こんな働き方をしていれば
人工知能に仕事を奪われる心配はない!

丸山 Googleが自動運転車を発表したとき、私は背筋がぞっとしました。現代のテクノロジーはもの凄い水準に達しており、かつ変化の早さはすさまじいばかりだなと。この5年くらいでその変化はさらに進みそうな予感があって、どうすれば価値を出し続けられるのかと、自分たちの仕事に対する危機感を強く持つようになりました。人材紹介会社に絶対に残ると考えているのは、転職で迷ったり悩んだりしている人に対し「大丈夫、頑張りましょう!」と背中を押してあげる機能です。そこは人にしかできません。

機械に仕事を奪われないために今からやるべきこと「これからは第六感や洞察力を磨く人が重要になる」(秋山さん)

秋山 でも、その機能は企業からフィーをもらっている人材紹介会社より、個人が自分でコーチやメンターを雇ったほうがよいのではないですか。
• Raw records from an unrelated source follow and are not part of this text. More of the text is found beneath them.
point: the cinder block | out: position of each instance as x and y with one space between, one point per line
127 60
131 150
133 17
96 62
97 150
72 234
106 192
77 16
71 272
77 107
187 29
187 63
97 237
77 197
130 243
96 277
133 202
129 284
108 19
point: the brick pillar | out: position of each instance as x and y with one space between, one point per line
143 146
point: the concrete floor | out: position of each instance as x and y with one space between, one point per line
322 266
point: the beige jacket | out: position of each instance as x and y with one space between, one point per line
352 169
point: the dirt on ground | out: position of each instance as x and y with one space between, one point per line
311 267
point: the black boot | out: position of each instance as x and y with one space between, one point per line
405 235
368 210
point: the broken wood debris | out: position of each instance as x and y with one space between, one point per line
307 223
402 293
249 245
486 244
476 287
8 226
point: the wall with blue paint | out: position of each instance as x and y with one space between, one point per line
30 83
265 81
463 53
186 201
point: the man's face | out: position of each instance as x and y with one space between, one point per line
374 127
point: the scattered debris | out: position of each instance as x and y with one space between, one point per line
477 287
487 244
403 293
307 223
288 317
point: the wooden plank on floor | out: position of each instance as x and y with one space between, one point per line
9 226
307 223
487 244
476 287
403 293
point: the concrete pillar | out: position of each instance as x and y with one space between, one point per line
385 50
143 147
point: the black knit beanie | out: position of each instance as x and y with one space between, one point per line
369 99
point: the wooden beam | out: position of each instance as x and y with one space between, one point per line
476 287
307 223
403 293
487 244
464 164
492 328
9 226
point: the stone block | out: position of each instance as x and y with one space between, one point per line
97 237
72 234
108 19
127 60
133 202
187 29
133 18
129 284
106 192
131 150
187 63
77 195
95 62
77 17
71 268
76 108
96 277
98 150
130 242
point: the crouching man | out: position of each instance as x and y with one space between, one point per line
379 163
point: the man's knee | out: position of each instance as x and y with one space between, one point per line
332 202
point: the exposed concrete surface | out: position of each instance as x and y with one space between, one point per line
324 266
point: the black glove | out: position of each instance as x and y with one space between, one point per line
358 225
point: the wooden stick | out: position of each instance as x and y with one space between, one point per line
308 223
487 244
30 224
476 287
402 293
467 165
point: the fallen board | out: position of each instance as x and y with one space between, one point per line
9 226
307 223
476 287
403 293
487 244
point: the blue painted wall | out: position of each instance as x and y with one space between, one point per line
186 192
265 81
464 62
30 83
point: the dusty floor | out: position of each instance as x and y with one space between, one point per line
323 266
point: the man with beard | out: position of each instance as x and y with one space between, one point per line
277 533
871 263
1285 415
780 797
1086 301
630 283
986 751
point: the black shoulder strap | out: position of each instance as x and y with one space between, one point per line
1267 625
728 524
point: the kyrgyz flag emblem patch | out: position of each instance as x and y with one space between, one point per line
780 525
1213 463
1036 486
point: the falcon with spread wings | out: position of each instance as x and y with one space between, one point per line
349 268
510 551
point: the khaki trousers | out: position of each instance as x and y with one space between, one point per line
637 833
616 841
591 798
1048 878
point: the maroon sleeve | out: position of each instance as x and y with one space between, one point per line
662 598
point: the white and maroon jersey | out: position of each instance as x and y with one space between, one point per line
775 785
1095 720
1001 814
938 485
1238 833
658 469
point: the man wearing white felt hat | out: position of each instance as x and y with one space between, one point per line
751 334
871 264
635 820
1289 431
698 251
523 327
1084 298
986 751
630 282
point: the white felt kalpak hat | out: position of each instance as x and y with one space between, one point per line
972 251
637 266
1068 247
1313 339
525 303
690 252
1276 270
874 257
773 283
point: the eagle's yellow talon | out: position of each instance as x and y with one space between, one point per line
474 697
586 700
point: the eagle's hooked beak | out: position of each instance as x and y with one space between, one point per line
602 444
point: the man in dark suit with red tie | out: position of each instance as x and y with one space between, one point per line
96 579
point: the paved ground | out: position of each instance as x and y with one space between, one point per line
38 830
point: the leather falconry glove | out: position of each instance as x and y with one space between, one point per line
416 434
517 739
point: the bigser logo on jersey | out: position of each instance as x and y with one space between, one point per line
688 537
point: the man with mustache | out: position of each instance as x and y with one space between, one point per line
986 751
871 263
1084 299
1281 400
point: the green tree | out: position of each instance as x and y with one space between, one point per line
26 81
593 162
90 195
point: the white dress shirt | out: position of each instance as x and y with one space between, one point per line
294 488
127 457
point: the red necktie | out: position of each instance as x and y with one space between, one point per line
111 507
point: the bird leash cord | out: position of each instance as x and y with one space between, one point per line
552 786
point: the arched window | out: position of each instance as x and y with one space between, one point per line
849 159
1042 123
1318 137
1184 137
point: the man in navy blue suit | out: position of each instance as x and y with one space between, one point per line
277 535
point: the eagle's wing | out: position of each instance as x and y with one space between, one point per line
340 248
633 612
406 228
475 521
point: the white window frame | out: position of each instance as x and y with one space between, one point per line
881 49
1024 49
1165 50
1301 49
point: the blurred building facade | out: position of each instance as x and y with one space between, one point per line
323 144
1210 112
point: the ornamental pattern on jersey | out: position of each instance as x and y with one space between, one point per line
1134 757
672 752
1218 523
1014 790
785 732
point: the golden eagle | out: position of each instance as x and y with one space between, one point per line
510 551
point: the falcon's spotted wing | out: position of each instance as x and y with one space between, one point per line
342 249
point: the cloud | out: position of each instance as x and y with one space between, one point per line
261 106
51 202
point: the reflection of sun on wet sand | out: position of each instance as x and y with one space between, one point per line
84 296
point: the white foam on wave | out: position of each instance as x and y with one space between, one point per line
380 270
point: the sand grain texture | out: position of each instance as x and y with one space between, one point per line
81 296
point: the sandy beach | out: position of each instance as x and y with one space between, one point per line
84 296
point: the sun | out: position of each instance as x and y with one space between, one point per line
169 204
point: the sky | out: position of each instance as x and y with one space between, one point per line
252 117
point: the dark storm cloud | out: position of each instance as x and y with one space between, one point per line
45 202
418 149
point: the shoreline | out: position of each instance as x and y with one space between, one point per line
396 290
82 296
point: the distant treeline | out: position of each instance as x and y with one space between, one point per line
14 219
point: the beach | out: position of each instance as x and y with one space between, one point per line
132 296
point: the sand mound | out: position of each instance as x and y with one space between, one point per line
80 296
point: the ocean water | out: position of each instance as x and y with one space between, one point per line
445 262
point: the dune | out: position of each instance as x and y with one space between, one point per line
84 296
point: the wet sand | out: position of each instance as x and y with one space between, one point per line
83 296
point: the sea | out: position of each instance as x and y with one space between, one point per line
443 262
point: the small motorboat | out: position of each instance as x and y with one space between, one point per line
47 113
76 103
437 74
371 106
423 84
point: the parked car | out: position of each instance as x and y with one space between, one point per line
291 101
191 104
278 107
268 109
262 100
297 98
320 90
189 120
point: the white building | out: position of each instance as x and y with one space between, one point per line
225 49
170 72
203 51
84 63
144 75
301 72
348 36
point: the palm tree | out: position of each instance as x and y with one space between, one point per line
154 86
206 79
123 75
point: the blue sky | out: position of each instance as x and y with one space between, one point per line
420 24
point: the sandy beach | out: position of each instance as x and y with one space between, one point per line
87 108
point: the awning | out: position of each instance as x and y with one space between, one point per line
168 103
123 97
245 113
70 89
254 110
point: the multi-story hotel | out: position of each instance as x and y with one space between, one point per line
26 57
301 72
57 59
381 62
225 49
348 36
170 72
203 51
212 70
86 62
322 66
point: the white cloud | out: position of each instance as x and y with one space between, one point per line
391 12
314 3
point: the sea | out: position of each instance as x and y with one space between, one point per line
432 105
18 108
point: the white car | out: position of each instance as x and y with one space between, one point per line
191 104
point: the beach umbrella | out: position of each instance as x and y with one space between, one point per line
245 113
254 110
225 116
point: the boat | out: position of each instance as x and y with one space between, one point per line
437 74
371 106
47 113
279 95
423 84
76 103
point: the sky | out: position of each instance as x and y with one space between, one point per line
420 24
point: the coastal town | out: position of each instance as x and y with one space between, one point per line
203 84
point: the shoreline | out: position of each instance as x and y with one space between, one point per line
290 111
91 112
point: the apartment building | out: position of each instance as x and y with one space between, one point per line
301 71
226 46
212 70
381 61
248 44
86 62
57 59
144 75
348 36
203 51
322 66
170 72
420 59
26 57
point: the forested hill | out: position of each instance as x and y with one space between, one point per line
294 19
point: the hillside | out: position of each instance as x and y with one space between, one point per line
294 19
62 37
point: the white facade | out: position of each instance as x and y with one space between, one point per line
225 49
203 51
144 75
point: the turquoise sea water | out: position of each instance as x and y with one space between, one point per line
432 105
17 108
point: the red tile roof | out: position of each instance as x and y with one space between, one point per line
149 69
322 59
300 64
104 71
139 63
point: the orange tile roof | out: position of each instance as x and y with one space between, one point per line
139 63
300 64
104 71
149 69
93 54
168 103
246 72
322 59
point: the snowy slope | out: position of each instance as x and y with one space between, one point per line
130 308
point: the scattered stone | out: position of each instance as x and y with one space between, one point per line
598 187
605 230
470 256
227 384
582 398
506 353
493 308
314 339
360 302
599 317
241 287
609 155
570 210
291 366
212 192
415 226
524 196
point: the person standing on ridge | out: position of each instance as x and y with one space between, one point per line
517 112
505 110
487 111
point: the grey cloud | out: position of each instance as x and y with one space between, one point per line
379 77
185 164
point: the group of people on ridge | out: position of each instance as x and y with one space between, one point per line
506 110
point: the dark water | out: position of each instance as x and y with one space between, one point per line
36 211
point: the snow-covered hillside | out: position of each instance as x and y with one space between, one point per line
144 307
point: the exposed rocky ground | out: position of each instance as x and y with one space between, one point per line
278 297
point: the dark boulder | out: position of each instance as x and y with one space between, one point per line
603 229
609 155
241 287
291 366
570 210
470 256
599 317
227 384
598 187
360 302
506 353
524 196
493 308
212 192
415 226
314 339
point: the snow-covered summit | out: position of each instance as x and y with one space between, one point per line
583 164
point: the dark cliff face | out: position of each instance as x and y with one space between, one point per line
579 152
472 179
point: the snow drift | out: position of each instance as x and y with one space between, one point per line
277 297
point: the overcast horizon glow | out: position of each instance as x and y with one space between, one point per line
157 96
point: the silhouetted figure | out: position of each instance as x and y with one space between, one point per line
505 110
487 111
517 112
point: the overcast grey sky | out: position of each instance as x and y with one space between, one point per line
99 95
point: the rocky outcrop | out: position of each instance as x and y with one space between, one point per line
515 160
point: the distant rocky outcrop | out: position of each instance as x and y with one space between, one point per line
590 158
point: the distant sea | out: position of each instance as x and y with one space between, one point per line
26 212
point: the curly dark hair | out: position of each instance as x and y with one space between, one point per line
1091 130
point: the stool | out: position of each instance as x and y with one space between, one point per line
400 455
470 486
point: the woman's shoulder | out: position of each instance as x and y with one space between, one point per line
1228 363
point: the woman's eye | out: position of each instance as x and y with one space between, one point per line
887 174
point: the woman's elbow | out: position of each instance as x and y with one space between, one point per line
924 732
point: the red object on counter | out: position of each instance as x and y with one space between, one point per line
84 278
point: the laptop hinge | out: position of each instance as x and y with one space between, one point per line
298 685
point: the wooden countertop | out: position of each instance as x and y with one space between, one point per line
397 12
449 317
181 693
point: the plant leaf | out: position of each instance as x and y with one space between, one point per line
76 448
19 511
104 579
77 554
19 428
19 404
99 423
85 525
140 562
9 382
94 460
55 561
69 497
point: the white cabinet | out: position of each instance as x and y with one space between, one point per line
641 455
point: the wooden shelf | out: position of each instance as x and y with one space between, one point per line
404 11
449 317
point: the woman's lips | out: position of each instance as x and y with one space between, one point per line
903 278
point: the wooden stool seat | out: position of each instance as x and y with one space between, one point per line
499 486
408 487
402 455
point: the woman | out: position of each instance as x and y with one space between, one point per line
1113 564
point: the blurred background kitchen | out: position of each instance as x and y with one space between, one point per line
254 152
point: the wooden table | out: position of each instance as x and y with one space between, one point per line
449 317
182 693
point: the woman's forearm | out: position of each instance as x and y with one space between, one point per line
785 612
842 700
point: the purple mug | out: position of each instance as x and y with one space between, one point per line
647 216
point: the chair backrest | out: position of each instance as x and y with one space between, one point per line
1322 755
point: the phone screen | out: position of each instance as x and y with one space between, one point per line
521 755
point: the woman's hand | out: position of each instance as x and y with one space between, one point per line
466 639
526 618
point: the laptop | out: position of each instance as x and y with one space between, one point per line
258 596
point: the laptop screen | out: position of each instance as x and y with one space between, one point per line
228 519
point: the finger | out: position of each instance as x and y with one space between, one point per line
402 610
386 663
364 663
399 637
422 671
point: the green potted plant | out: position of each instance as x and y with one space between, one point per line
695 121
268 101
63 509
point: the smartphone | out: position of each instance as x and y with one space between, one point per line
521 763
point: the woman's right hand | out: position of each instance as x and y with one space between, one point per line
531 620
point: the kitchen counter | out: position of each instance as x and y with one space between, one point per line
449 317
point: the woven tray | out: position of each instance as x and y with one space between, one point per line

丸山 人材紹介のオートマチック化が進むようになると、ひょっとしたら業界構造が変わってマッチング機能に価値はなくなり、コーチングにより高い価値が出てくる可能性はあると思います。そうなったときは、個人がキャリアコーチを雇うような形が普及し、新しい職業が広がるかもしれません。一方、企業側から見ると優秀な人材を採るためにインハウスリクルーティングやSNSの活用が行われるようになっていますが、なかなか必要な人材を採り切れてはいない。データベースのなかに登録されていない優秀な人材を見つけ出し、説得して連れてくるのはAIにはできない領域で、そこは私たちが価値を出し続けられるところだと思っています。

秋山 最後に今回の対談をまとめると、決められた枠組みのなかできちんとタスクをこなすという仕事は今後、つらくなりそうであり、第六感や洞察力を磨いたり、複数の視点や領域を理解して統合したりするような仕事の仕方が求められる。それができれば今後、ビジネス環境が激しく変化しても心配することはないでしょう、といことになりますね。

――本日はどうもありがとうございました。